Тут обретает значение городское происхождение Диккенса, его незаинтересованность в гвардейско-спортивно-военной стороне жизни. Его герои, добравшись до денег и «обустроившись», мало того что не занимаются никакой работой, они перестают ездить верхом, охотиться, сражаться на дуэлях, путаться с актрисами или терять деньги на скачках. Они просто пребывают по домам на пуховой перине респектабельности, желательно — прямо по соседству с родственниками, ведущими точно такую же жизнь:
«Став богатым и преуспевающим торговцем, Николас первым делом купил старый отцовский дом. Время плавно текло, постепенно он оказался окружен детьми, дом был перестроен и расширен, но ни одна из старых комнат не была порушена, ни одно старое дерево не выкорчевано, ничто, сколько-нибудь напоминавшее о былых временах, не убиралось и не менялось.

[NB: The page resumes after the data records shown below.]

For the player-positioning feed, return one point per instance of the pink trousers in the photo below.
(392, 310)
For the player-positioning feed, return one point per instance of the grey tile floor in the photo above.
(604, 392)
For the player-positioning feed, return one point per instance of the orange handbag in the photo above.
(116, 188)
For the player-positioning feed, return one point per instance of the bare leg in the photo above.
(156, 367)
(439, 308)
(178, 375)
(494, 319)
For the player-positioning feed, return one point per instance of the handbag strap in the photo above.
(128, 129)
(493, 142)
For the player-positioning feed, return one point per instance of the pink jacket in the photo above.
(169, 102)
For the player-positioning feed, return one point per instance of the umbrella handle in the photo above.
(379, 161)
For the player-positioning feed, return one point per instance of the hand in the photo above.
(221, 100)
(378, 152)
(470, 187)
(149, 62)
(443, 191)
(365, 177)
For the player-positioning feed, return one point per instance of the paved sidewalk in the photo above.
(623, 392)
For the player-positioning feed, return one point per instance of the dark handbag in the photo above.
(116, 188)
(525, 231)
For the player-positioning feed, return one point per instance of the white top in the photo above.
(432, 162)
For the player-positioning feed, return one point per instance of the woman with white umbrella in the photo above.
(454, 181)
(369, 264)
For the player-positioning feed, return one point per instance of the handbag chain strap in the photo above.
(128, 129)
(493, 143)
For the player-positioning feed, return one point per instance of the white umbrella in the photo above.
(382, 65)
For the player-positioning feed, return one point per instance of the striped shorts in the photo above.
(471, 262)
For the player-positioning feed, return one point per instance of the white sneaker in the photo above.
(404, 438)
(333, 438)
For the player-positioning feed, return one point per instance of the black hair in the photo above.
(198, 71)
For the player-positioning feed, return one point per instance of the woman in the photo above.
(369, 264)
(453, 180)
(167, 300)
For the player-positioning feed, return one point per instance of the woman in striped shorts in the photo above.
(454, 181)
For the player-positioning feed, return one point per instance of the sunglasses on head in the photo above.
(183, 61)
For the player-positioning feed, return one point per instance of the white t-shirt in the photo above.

Рядом — камнем можно добросить — находился еще один приют радости, тоже оживляемый милыми и детскими голосами. Там жила Кэт… такое же честное, нежное создание, такая же любящая сестра, такая же всеми любимая, как и в дни ее девичества».
Снова та же елейно-кровосмесительная атмосфера, что и в отрывке из Рида. Очевидно, идеальный диккенсовский финал, который в совершенстве достигнут в «Николас Никлби», «Мартине Чезлвите» и «Пиквике», к которому в разной степени сводится дело почти во всех остальных романах. Исключения — «Тяжелые времена» и «Великие ожидания»; в последнем, в общем-то, «счастливое окончание» есть, но оно противоречит общей направленности романа и было вставлено по настоянию Балвера Литтона.
Идеал, к которому надо стремиться, выглядит примерно так: сто тысяч фунтов, причудливый старинный дом, обильно увитый плющом, нежная женственная супруга, орда детишек и никакой работы. Все спокойно, тихо, мирно и, что важнее всего, по-домашнему. На поросшем мхом церковном погосте, что неподалеку, вниз по дороге, — могилы родных и любимых, ушедших из жизни до того, как достигнут счастливый финал. Прислуга комична и феодальна, дети ластятся к отцу с матерью, старые друзья собираются у камина, вспоминая былые дни, следует бесконечная череда обильных блюд, холодный пунш и вишневый негус, пуховые постели с грелками, рождественские праздники с шарадами и жмурками, но никогда никаких происшествий, кроме ежегодного рождения ребенка. Забавно: а ведь картина и в самом деле счастливая, не правда ли? Во всяком случае, Диккенсу удается изобразить ее таковой. Мысль о подобном существовании ему приятна. Уже этого достаточно, чтобы понять: с тех пор как написана первая книга Диккенса, прошло больше ста лет. Никто из ныне живущих не в силах слить воедино такую бесцельность с такой кипенью жизни.